A former student once recalled: “One of my memories is Little Miss Breckinridge trudging along over a few blocks to see Miss Talbot. She went every night to see her. On the other hand, Miss Talbot and Miss Abbott were not friends. I don’t know what the cause was, but at any rate, Miss Breckinridge loved both of them.”

During the interwar era, Abbott and Breckinridge were part of a unique subculture in which about a third of women holding key government positions “eschewed heterosexual marriage in favor of relationships with other women,” Jabour said. “These female politicos frequently mixed inquiries about one another’s partners with strategizing about political initiatives.” When Breckinridge died in 1948, it was members of this group that flooded Abbott with messages of condolences, Jabour said, which effectively acknowledged – and possibly named – the significance of the same-sex relationship.

Still, for the most part, Breckinridge escaped mainstream scrutiny and appears never to have identified outwardly as a lesbian, Jabour said.

“People weren’t using the language of homosexuality and lesbianism when she was growing up, and these words were not in common parlance until the 1920s.

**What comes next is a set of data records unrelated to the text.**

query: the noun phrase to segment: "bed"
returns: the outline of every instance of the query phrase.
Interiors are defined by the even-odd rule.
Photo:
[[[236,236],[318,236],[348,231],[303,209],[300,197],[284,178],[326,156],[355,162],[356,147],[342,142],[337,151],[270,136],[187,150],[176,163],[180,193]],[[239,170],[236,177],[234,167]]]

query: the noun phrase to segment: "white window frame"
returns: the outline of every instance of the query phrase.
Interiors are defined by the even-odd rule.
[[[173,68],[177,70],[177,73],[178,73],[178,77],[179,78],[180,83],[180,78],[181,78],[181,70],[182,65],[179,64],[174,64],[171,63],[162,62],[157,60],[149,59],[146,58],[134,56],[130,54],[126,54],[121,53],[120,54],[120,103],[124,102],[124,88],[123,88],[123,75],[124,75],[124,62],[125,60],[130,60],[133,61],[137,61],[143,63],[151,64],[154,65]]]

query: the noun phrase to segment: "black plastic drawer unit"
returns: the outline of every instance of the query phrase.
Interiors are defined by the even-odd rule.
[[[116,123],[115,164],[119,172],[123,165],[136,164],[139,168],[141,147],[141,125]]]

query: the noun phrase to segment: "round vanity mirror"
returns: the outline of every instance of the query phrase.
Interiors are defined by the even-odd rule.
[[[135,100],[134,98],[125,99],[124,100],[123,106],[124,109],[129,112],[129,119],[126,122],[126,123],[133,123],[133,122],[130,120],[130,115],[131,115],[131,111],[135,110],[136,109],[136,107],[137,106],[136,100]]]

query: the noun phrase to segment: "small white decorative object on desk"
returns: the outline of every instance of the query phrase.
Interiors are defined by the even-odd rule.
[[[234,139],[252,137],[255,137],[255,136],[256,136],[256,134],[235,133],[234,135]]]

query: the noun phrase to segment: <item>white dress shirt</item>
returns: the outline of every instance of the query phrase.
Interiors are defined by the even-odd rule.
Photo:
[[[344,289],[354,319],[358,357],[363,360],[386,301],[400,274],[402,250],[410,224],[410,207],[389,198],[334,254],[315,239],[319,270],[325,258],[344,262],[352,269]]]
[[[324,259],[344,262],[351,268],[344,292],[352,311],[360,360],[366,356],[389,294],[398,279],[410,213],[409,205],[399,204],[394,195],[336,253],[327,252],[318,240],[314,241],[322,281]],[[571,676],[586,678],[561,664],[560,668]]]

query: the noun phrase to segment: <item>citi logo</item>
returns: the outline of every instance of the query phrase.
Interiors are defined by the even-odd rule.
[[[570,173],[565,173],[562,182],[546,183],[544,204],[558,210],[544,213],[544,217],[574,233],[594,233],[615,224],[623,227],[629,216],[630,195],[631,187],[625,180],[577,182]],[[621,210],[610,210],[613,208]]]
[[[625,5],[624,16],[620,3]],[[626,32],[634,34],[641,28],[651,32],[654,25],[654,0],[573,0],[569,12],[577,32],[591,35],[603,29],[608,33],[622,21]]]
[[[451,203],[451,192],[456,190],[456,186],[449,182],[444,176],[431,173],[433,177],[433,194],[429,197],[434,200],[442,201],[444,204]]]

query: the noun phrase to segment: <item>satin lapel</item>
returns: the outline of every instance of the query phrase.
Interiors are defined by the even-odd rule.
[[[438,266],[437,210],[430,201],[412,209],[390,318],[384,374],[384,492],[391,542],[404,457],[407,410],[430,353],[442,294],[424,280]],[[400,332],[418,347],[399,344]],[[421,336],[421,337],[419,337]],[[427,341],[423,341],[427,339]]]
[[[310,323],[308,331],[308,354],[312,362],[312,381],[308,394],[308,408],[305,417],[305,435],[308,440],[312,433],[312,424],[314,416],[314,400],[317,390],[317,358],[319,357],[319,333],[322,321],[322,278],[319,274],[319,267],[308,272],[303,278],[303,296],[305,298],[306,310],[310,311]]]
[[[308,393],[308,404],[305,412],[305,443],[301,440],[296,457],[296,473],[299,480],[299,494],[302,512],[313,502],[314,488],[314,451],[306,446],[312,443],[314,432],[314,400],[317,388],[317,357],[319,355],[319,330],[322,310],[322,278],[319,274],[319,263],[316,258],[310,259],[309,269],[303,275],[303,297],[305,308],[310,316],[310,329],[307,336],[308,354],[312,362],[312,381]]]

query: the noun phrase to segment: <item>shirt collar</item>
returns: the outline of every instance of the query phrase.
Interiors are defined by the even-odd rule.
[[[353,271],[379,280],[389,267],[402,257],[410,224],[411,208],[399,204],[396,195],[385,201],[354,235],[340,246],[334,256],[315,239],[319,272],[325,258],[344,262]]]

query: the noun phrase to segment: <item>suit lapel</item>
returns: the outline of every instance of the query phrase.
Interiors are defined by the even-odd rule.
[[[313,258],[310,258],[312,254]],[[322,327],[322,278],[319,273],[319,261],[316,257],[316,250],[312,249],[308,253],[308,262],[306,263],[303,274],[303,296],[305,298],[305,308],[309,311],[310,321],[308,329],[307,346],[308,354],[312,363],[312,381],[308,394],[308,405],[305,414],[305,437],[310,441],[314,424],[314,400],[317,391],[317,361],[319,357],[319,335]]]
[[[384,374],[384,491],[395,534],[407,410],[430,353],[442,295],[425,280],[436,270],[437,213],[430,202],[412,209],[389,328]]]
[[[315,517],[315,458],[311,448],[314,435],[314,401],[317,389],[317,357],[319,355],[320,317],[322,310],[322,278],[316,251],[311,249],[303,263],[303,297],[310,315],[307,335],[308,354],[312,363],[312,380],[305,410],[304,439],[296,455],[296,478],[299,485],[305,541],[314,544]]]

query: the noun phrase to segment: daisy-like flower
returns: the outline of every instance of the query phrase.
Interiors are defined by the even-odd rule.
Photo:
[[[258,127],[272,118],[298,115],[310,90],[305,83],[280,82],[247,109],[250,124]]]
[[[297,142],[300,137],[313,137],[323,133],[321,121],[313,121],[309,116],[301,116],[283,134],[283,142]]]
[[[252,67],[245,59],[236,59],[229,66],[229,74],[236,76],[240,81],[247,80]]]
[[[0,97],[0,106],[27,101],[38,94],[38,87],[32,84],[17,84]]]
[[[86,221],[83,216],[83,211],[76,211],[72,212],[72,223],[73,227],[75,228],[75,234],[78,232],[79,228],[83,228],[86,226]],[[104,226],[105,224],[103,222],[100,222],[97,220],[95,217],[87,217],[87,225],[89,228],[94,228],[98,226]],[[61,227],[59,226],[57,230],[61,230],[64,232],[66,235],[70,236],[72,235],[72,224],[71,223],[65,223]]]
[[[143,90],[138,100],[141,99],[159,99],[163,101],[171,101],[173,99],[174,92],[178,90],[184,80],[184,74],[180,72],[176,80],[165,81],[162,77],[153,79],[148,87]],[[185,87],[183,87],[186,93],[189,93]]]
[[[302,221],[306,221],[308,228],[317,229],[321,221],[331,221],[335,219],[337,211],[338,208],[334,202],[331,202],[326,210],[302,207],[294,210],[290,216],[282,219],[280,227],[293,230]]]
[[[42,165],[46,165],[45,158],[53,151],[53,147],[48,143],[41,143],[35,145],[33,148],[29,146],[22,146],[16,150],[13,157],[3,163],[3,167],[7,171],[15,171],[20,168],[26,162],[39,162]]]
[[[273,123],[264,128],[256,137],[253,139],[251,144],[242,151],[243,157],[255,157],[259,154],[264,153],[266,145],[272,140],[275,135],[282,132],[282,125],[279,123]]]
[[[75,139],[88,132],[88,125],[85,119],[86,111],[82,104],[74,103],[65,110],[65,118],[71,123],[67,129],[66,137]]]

So, until she was in her 60s, that just wasn’t even a category,” Jabour said, adding that well-to-do women were particularly unlikely to acknowledge their homosexuality — even if the intensity of their same-sex relationships was obvious to those around them.

“They just didn’t talk about it. People went on and on about their relationships, but didn’t connect the dots,” Jabour said. “By the ‘40s, there was a lot of popular concern about homosexuality, but by then, Breckinridge was in her 70s. So I think it didn’t occur to people to draw a link between these respectable women in their hats and their skirts and the young, working-class lesbians who went to actual lesbian bars and dressed either ‘butch’ or ‘femme.’ That was a totally different subculture.”